# Help!! My mini poodle keeps pee'ing everywhere



## mikemccord (May 17, 2008)

Hi any advice here would be gratefully recieved. We have recently acquired a 6 month old male mini poodle as a playmate for charlie our 12 month old mini. He is a stunning dog with an amazing pedigree. We saw him advertised on a preloved pet site and fell in love. He has been showed in the past and has done a lot of obidence work. He seems perfect apart from he keeps wee'ing in our kitchen. This has happened several times and with quite a volume! This in itself is not a problem as we know he is a new dog and under stress and also still a pup, however we were informed by previous owners that he was crate trained ahd had been sleeping in the crate for 8 hours at a time but after leaving him for 3 hours in the crate he has saturated it and himself. We are unsure if this is just a settling thing or a sign of something more significant. Overnight he is fine in our bedroom (i know!). he has not been reprimanded for this as we are aware that his world has just been turned upside down. if anyone has any advice on techniques they would be gratefully recieved.


----------



## mercymoon (Aug 29, 2008)

Usually it is because of feelings of insecurity or a perceived
threat. This perceived threat, for example, can be an introduction
of a new baby, a new pet, a visitor or even a new piece of furniture.
The smell of other animals on your footwear or clothing can also trigger
a dog to feel the need to mark his territory.

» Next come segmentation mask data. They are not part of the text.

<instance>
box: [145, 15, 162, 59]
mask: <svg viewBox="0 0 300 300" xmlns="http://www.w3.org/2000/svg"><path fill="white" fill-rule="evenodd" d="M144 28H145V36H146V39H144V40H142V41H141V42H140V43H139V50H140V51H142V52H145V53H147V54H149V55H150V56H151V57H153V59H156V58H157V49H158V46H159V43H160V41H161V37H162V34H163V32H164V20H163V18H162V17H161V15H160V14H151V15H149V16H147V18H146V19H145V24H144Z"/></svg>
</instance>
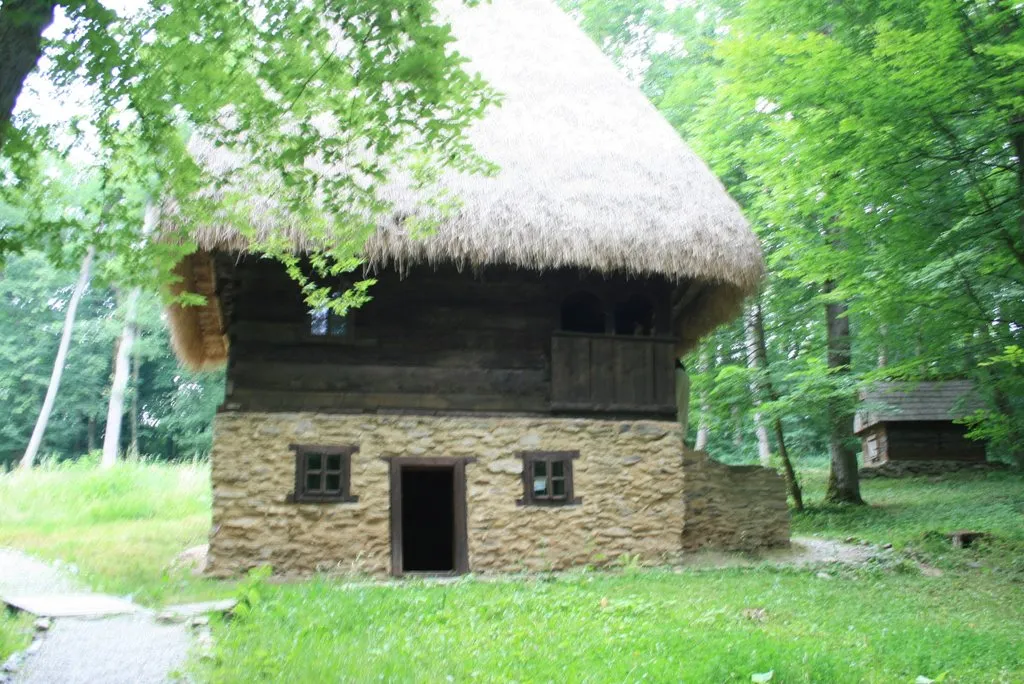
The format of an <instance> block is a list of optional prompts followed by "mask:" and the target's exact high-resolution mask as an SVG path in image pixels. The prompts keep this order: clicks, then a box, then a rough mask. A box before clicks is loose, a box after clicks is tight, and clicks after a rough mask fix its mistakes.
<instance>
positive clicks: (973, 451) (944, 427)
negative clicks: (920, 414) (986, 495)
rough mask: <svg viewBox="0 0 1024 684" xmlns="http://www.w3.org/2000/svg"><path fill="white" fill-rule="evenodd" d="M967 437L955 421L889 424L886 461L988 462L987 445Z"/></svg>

For example, a new baby in the home brings new sounds, smells,
and people, as well as changes in routine. Your dog may not be
getting as much attention as previously. Changes cause him to
feel anxious, which may cause him to mark.

Some dogs feel the need to lift their leg and pee on all new things
that enter your house, shopping bags, visitors belongings, new
furniture, children's toys etc. Many of these dogs are lacking in
confidence and by marking new objects it makes them feel more
secure having deposited their own scent on these objects.

Some dogs will never mark in their own house but will embarrass you
by marking if you visit a friend or relative's home. Your dog feels less
secure there and feels the need to make it more comfortable to him
by laying down a few of his own familiar scents.

Even a previously house trained neutered male dog will urine mark
under certain cir***stances. This doesn’t mean it will become a
regular problem. He may urine mark one or twice in a new home and
then never do it again.

Hope that lightens thing up and maybe gives you a reason to why he
is doing it, with bringing a new dog into your home brings new smells,
so he may scent mark.


----------